The next I knew the mood had soured and they couldn't stand the sight of Chebukati.

I guess that's what happens when you keep people cooped in a hall without food or water, and only feed them with songs.

Then the music stopped and TV cameras beamed live images from the Serena Hotel. "There is a reason we're here, not at the Bomas," Chebukati's deputy, a fair lady with the musical name, Che-re-ra, cooed on Monday evening.

Che-re-ra and her colleagues appeared serene and fresh for folks who had been trekking most of the day. Che-re-ra said she wasn't going to field questions, although she had invited scribes to the hotel.

All she had to say was that she and her colleagues were not "taking ownership" of the results declared by their boss at Bomas. They were his numbers, not theirs, apparently because he had been cooking them all day. More details would be coming soon, she said.
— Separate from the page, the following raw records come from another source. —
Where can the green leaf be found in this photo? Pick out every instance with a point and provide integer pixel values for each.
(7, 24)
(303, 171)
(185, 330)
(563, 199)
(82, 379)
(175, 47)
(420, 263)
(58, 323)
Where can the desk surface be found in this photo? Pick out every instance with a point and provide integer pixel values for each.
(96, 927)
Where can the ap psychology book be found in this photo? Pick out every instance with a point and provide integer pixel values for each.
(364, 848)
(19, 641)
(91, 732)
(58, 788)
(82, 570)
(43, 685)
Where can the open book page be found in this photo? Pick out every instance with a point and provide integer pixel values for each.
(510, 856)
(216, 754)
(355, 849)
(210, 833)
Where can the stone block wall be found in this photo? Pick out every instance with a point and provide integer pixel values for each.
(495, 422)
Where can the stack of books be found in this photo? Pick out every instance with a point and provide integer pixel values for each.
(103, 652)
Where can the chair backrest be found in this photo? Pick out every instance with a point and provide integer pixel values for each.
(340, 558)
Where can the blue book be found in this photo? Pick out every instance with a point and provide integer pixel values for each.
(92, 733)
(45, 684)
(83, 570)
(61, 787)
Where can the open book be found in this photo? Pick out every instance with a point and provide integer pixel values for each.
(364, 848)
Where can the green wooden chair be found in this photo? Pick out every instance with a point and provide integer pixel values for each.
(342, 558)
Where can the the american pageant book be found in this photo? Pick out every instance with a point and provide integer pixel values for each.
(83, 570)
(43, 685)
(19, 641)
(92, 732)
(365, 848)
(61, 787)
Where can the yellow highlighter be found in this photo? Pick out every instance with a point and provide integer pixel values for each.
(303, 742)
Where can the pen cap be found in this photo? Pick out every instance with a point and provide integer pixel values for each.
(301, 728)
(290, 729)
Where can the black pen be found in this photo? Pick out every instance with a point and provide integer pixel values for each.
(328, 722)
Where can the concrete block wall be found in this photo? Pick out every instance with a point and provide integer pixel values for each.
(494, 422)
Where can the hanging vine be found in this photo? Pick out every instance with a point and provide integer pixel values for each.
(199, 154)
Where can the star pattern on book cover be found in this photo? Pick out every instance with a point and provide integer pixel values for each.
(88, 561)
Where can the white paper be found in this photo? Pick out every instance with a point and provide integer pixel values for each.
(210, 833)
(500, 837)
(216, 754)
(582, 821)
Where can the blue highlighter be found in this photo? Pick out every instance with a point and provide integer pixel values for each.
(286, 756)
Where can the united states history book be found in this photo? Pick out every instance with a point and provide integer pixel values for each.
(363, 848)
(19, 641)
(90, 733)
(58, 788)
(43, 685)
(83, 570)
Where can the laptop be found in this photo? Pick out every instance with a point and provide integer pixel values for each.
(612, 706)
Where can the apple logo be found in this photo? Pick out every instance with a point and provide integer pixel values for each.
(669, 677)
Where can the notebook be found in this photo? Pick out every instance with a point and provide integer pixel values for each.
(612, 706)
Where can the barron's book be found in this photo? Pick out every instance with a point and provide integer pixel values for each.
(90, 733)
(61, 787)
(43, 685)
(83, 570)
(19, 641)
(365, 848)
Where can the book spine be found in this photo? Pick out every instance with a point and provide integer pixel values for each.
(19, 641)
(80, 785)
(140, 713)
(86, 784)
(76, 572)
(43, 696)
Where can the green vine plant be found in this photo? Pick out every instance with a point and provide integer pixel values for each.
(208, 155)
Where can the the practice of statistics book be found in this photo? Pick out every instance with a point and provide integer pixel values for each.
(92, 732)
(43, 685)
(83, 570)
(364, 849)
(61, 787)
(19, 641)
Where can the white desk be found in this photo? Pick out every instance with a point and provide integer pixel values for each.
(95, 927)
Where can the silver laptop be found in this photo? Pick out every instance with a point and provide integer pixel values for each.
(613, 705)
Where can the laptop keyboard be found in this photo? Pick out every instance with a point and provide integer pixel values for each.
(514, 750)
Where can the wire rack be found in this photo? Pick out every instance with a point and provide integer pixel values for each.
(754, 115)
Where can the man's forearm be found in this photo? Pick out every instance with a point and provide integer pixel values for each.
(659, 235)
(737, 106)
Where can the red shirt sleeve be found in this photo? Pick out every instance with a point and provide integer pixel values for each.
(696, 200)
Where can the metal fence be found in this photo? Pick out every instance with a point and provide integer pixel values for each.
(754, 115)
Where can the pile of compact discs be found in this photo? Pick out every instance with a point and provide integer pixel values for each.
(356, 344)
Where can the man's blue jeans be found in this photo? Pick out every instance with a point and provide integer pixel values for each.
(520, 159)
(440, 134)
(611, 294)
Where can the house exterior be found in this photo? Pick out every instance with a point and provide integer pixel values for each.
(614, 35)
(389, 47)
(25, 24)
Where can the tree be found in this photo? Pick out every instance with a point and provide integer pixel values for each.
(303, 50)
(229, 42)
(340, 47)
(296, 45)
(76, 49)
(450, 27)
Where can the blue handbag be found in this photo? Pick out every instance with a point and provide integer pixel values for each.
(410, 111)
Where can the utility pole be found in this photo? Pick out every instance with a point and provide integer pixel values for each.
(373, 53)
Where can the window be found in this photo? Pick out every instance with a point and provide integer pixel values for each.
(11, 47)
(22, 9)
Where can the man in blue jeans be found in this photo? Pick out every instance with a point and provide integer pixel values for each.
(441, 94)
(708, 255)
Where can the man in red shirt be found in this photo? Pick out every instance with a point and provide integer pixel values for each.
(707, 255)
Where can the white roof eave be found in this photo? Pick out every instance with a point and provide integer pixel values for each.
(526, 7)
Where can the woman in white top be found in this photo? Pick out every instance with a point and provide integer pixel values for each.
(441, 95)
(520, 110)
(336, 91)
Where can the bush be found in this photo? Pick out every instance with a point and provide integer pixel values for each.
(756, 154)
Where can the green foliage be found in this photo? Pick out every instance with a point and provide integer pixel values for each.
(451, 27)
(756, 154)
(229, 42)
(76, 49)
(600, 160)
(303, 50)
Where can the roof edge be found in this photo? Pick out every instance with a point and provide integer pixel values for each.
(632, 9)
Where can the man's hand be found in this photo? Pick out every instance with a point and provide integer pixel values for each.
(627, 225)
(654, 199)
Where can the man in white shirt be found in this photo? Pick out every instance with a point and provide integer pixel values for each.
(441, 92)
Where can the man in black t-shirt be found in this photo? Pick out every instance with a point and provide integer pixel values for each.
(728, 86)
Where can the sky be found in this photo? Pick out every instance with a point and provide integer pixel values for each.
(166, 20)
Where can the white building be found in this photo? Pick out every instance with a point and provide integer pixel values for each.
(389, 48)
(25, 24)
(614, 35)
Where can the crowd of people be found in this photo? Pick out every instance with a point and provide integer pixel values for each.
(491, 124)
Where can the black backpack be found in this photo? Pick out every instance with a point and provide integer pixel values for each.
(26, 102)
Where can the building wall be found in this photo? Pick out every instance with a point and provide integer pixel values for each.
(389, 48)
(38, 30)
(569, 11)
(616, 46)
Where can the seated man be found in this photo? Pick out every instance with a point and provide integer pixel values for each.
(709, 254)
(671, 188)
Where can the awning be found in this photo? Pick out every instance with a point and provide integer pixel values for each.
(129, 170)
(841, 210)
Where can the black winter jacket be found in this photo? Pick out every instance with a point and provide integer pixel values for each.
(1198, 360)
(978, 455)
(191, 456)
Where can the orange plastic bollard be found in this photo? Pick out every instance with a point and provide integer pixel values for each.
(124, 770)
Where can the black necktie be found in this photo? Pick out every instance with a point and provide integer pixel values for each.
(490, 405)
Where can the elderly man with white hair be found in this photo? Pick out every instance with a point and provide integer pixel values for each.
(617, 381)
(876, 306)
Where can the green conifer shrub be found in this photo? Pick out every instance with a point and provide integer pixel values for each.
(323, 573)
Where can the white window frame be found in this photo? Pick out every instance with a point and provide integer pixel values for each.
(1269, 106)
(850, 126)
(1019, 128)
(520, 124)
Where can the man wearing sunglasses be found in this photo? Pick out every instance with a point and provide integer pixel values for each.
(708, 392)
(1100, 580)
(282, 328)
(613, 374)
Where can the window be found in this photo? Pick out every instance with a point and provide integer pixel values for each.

The following day, Che-re-ra and her colleagues returned to the same venue. Her serene face came to the fore. I promised I'd be back, and here I am, she said with a hint of a smile. She went on. This is paraphrase.

We said we don't take ownership of the results declared by our boss, she started.

What Wafula Chebukati declared is a mathematical absurdity because the totals come to 100.01 per cent. And in a poll that close, the said 0.01 per cent would come to 142,000. That's enough to tilt an outcome. And so on and so forth...

It's suspected Che-re-ra & Co cooked their own figures overnight, using baking powder to inflate 1,420 to 142,000. And since the only math I understand relates to money, I have no way of making sense of the now famous "Chereramatics."

But if Che-re-ra claims numbers can lie, and offers a sample of her own deceptive figures, then it is a good thing Chebukati did not seek her advice in the tallying process.

Yet, Che-re-ra's contrarian posturing should not be dismissed as much ado about nothing.

There is something she and her colleagues are trying to say, but they don't have the language to express it. Certainly not in the 'mazematical' formulas that they used to work out their own tallies.

And if the process is as important as the results, then Che-re-ra's chants merit a bit of attention, to use a much-abused legal exhortation, for the avoidance of doubt.